192.168.2.240		testhost-01

Result:

As a side note for the picture: The check source has a completely other name then the hostname itself, is that normal? And also, that green host that is already there, is the 127.0.0.1 localhost address that has the same name as the check source of my host I’m trying to configure here.

Edit: I just tried this with a different host, because I thought, maybe doing this with the same host one time with the localhost address and another time with it’s actual IP isn’t that smart, but the result is the same, it shows a DOWN state even though it’s reachable / pingable.

Best Regards
Andy

Ok, this makes me wonder, because I would not expect it to run into a timeout here.

Nsswitch should not be the problem here, but to ensure it you could look for the line starting with hosts in /etc/nsswitch.conf. It should at least contain hosts files dns which would configure the order.

Your example looks good to me as you tell Icinga 2 to use the alias and you defined the alias as host entry. So it could only be a problem with the plugin.

The hostalive command uses check_ping so running it manually like sudo -u icinga /usr/lib64/nagios/plugins/check_ping -w 3000,80% -c 5000,100% -H testhost-01 could give some hints. In my case it throws an error if the alias is not defined and it takes about 4 seconds for the 5 ping packages with the alias defined like it does also with the ip address.

The check source is the system where the check is executed in the case of a ping check it totally makes sense that the check source is your master or satellite as an agent pinging itself is not helpful. So if this confused you probably your added the alias on the wring system? It should be on your master and satellites as they will execute these checks.

Hi Dirk,

So, the nsswitch is there and works normally by default (didn’t change anything as you mentioned).
I tried to use that command you sent me in the shell and the hosts give back an OK state, no problems there. Same thing is reflected on the Icinga side of things, the Ping check is green giving an OK state (with the exception that the “reachable” label is on “no”[red]), but the Hosts themselves are all red with the DOWN state (Timeout Error). I tested this with windows and linux hosts and it’s the same result.
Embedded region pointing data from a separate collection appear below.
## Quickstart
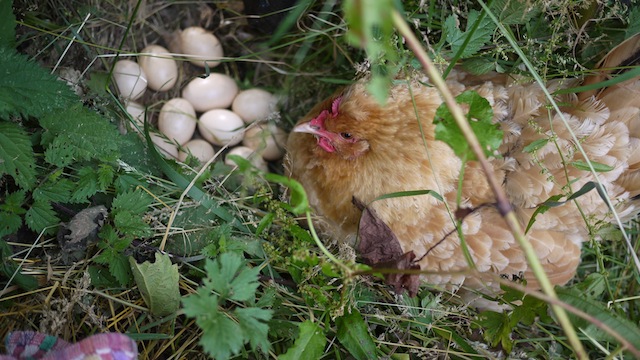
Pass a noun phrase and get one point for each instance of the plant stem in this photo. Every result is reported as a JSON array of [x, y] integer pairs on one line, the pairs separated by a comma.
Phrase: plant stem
[[504, 206]]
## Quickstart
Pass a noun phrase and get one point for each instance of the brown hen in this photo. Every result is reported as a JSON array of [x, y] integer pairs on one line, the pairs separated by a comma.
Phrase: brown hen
[[349, 146]]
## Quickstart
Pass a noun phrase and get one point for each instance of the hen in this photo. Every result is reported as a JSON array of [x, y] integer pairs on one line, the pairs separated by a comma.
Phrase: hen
[[350, 147]]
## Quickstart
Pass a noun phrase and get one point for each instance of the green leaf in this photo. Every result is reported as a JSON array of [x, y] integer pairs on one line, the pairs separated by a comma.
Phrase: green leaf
[[40, 216], [584, 165], [480, 118], [467, 43], [158, 284], [309, 344], [135, 202], [16, 155], [27, 89], [497, 329], [622, 326], [230, 276], [221, 336], [7, 24], [298, 197], [56, 191], [86, 186], [77, 133], [353, 333]]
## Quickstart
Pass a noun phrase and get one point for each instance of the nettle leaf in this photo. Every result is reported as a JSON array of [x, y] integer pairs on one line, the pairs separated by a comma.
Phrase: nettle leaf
[[221, 336], [86, 186], [353, 333], [230, 276], [16, 155], [480, 118], [77, 133], [56, 191], [478, 37], [7, 25], [158, 283], [40, 216], [135, 202], [309, 344], [27, 89]]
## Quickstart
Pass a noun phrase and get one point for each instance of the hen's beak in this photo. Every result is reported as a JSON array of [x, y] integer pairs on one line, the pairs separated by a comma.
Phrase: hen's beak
[[306, 127]]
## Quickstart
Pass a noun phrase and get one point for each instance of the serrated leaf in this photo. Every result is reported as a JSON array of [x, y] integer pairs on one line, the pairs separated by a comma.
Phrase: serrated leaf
[[480, 118], [230, 276], [135, 202], [254, 324], [158, 284], [221, 336], [58, 191], [497, 329], [131, 224], [457, 38], [309, 344], [40, 216], [584, 165], [86, 186], [77, 133], [512, 12], [353, 333], [479, 65], [120, 269], [27, 89], [16, 155], [9, 223], [7, 25]]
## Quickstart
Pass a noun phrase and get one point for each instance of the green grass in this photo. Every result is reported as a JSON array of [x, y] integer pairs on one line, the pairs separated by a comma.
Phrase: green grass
[[246, 262]]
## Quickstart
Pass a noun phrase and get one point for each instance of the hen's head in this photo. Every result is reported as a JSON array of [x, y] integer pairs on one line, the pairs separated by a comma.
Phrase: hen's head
[[336, 131]]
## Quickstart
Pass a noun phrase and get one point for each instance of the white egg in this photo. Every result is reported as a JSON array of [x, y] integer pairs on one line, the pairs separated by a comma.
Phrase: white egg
[[216, 91], [249, 154], [164, 146], [221, 127], [177, 120], [199, 148], [130, 79], [200, 45], [254, 105], [137, 112], [160, 67], [268, 140]]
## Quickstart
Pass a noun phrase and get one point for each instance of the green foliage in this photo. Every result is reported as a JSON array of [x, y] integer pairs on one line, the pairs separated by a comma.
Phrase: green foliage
[[158, 284], [7, 24], [309, 344], [225, 332], [16, 155], [354, 335], [76, 134], [480, 118], [466, 43], [27, 89], [371, 28]]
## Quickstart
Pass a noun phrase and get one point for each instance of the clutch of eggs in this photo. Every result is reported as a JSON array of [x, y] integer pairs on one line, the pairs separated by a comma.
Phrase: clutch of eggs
[[222, 114]]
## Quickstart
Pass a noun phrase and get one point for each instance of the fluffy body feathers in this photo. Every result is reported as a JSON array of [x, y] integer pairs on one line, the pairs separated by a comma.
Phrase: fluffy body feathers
[[350, 146]]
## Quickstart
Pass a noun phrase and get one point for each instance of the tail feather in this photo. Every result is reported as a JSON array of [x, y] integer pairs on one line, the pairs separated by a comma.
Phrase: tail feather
[[619, 60]]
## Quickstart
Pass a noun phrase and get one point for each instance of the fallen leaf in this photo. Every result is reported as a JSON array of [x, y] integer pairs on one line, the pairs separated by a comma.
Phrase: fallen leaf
[[158, 284], [379, 247]]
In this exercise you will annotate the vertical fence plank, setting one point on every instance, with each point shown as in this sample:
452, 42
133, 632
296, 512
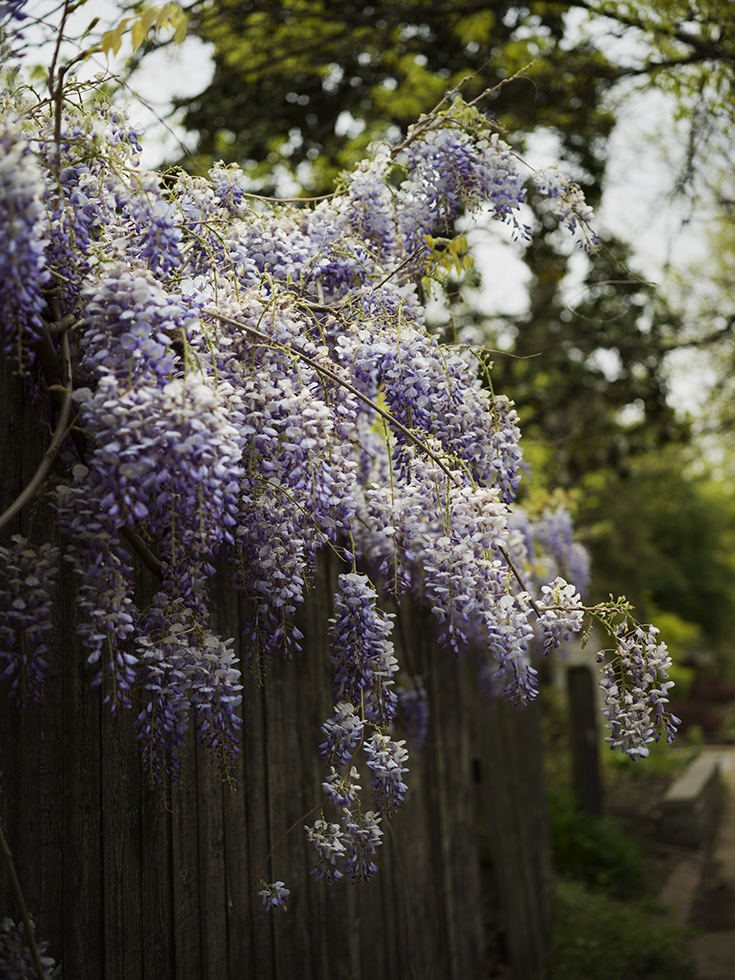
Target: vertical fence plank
82, 906
586, 779
121, 849
173, 895
513, 798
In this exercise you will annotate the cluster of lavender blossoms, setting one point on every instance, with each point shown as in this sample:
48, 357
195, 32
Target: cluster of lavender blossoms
636, 684
251, 383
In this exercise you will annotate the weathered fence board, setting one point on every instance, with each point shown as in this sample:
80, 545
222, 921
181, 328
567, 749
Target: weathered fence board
127, 890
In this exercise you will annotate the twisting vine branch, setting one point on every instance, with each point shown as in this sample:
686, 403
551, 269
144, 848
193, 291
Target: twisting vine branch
60, 433
28, 927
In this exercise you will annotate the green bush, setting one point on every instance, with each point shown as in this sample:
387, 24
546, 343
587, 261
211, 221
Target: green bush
596, 851
596, 937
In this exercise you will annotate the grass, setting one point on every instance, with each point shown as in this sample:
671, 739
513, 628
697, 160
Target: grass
597, 937
607, 924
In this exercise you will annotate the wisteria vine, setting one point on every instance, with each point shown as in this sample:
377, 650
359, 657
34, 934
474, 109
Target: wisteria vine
257, 380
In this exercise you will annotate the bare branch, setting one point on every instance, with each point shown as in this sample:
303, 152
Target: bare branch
15, 885
208, 311
61, 430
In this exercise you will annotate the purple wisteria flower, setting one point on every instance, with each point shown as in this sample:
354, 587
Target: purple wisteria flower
636, 685
562, 613
361, 837
343, 731
341, 790
24, 231
414, 704
106, 584
184, 668
386, 757
327, 840
363, 654
568, 204
274, 895
26, 583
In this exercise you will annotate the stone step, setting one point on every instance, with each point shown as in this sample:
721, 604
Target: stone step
689, 808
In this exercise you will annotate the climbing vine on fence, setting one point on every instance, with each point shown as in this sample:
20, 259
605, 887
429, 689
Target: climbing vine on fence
241, 376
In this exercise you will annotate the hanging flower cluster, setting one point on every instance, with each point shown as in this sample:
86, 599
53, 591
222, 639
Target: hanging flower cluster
257, 382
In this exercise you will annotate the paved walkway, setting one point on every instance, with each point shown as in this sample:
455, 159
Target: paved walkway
701, 889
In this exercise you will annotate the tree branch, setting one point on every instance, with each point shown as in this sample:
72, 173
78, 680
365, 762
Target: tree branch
60, 433
15, 885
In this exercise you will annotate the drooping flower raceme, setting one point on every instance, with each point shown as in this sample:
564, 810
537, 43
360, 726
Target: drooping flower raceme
26, 582
24, 232
636, 684
253, 383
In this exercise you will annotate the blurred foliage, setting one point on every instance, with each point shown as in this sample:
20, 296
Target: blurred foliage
596, 850
596, 936
301, 87
664, 534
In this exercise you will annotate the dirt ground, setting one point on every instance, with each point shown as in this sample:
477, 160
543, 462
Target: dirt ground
700, 882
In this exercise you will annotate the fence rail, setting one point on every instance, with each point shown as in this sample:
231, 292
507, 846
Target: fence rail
124, 889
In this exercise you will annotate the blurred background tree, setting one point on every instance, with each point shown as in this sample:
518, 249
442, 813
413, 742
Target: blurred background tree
304, 86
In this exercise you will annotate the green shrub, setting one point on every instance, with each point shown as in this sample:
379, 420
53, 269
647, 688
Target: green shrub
596, 937
595, 851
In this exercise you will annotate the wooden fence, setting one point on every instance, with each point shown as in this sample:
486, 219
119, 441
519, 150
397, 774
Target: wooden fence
125, 890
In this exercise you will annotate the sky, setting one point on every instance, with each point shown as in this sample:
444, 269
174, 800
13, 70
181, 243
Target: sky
637, 205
And here is what the icinga logs say:

I’m starting to think, if it might be a problem on the other side of things and not an icinga problem as it seems, but then again, if I just input the IP address instead of the hostname it works fine as it should, without any of that.
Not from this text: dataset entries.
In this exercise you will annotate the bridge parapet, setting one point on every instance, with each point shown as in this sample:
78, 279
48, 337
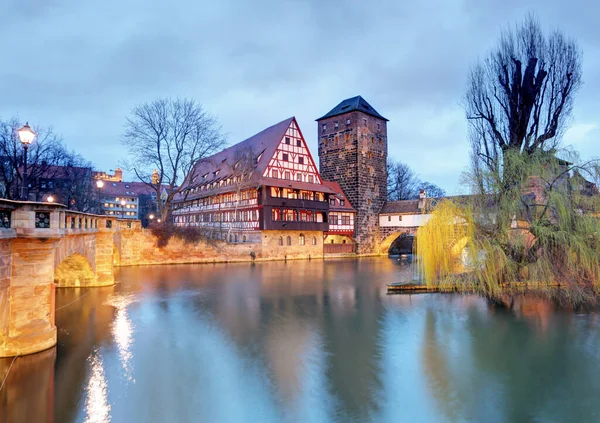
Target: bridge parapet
44, 245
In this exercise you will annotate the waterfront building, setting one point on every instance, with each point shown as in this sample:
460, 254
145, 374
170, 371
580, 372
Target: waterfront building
353, 152
266, 189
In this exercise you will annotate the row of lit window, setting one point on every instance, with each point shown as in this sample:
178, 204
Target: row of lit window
126, 206
292, 215
118, 213
240, 216
301, 240
300, 177
294, 194
286, 158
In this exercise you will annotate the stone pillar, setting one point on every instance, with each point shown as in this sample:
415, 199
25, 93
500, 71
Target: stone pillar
30, 326
104, 258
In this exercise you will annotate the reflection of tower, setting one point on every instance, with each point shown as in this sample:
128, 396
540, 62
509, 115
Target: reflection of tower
353, 153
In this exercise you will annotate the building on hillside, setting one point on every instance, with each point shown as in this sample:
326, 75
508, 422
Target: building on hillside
68, 185
353, 152
265, 190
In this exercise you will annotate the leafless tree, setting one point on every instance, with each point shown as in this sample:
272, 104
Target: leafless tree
520, 97
169, 135
402, 181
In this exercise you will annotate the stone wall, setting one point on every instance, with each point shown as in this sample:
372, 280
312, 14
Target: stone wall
355, 156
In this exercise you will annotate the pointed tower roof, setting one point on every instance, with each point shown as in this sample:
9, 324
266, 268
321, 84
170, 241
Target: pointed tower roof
352, 104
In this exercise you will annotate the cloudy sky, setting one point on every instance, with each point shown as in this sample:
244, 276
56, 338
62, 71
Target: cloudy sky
81, 66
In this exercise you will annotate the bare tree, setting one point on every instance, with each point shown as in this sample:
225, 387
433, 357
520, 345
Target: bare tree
404, 184
402, 181
170, 136
519, 98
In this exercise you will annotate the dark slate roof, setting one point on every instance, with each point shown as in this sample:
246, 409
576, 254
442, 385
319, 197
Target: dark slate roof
261, 148
351, 104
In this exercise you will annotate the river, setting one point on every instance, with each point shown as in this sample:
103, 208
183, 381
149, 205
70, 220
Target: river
302, 341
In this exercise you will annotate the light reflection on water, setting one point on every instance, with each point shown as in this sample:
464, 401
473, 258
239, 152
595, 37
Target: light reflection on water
312, 341
97, 407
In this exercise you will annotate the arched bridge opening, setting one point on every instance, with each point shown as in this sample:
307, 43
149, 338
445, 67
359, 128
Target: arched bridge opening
75, 270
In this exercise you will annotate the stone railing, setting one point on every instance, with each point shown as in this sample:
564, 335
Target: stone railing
27, 219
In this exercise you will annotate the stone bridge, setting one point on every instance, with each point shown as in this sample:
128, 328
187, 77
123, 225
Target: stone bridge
44, 246
390, 234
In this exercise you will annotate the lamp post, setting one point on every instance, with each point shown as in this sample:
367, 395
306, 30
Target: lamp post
26, 136
99, 185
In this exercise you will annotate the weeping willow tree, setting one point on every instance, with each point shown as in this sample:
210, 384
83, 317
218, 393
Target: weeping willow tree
532, 218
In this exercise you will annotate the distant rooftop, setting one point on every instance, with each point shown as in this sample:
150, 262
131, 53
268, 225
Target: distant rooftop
352, 104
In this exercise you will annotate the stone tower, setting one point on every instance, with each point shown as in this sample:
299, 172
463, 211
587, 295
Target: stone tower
353, 152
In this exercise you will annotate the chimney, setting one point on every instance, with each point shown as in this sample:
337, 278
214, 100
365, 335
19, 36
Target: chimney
422, 199
118, 174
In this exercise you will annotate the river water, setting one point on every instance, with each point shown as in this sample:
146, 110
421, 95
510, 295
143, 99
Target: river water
302, 341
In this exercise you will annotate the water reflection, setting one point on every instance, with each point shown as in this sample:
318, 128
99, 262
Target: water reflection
310, 341
96, 403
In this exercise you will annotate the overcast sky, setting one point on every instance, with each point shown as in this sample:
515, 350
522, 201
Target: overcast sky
81, 66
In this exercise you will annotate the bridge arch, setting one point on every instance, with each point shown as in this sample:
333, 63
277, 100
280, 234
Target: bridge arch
400, 242
75, 270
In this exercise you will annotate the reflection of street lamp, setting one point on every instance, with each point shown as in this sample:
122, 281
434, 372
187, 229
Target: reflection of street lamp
99, 185
26, 136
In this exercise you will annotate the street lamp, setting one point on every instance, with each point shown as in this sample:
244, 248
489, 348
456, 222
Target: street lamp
26, 136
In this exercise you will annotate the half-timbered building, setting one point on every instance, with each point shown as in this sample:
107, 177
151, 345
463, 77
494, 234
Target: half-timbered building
265, 189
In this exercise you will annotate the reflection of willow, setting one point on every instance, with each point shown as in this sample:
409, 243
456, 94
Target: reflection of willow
437, 368
535, 372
Unfortunately I can not reproduce it as on my system it works fine with both values. Could it be a problem based on the size of the hosts file as it has to always read it completely?
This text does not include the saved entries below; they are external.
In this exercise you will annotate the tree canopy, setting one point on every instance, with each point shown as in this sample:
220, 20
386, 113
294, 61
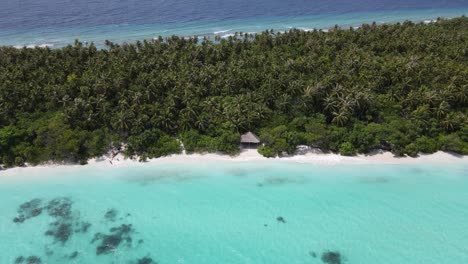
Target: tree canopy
401, 87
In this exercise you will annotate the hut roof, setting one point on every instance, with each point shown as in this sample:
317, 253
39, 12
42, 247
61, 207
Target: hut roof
250, 137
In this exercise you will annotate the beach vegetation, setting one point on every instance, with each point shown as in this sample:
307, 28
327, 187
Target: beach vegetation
401, 88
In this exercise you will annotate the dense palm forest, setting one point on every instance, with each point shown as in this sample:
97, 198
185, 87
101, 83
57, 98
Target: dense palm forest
401, 87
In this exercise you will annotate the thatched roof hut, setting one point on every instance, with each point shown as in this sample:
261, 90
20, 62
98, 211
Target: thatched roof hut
250, 138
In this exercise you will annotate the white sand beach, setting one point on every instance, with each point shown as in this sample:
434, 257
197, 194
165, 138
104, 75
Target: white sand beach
251, 155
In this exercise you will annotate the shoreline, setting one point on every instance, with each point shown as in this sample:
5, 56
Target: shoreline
312, 157
61, 37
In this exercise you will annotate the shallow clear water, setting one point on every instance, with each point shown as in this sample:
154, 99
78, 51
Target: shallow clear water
229, 213
56, 23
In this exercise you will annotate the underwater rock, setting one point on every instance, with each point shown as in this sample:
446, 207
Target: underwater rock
331, 257
73, 255
83, 227
60, 207
110, 242
33, 260
145, 260
62, 233
28, 210
111, 215
48, 251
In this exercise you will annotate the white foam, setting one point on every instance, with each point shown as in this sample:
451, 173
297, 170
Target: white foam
46, 45
227, 36
221, 31
32, 46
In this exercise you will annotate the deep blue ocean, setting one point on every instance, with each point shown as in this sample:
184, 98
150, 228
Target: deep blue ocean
57, 23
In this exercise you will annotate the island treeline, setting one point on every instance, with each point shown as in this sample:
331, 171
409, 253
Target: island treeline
401, 87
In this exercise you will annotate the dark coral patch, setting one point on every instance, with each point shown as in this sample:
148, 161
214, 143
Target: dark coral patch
82, 227
33, 260
73, 255
60, 207
145, 260
111, 215
281, 219
109, 243
331, 257
28, 210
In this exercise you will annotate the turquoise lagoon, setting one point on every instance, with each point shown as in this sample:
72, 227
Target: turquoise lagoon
236, 212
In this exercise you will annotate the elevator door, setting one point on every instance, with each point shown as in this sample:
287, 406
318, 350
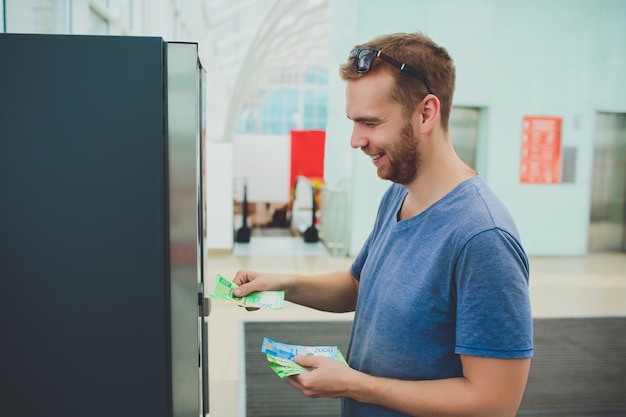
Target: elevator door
608, 194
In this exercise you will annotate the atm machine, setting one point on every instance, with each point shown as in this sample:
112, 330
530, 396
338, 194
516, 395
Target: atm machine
101, 279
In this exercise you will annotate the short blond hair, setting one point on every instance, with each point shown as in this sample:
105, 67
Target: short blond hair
419, 52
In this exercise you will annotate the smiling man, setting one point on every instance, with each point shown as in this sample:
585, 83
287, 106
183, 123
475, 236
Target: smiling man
442, 323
Simply try ping testhost-01 at the command line to verify your name resolution.

I wouldn’t think so no. The hosts file isn’t that big at all. For the moment there are just 3 hosts and at the beginning I just tested it with only 1 host and the default 127.0.0.1 localhost route is there and nothing else.

Hi Roland,

Thank you for your response.

That’s the same thing Dirk already suggested and as I said, I tested it and it worked just fine.

Regards
Andy

And what is its result? If RTA > 4000ms everything works as expected. Means 5 packages with more than 4000 ms response time each is more than 20s total, hence, exceeds timeout.

Hi Roland

Here is the Result:

The other 2 are in a similar range, with 0.36 & 0.32 RTA

So am I understanding this correctly: Does this mean, that there is no possibility for me to use hostnames as Icinga takes too long to translate those names into IPs and sees those hosts as DOWN even though they aren’t?

Icinga does no hostname translation at all. I’d recommend to enable icinga’s debuglog and check for any hints.

BTW: For better readability we love to see posts formatted as described here.

Ok, so, I tried to do this, but it didn’t work. @dgoetz thanks for the help, maybe it’s just a Network Problem and I don’t know how to handle it right now.
As a workaround, I put some const in the constants.conf file of icinga. It’s not the same thing, but it does the trick for now.

I’ll just mark this one as Solution and end it here.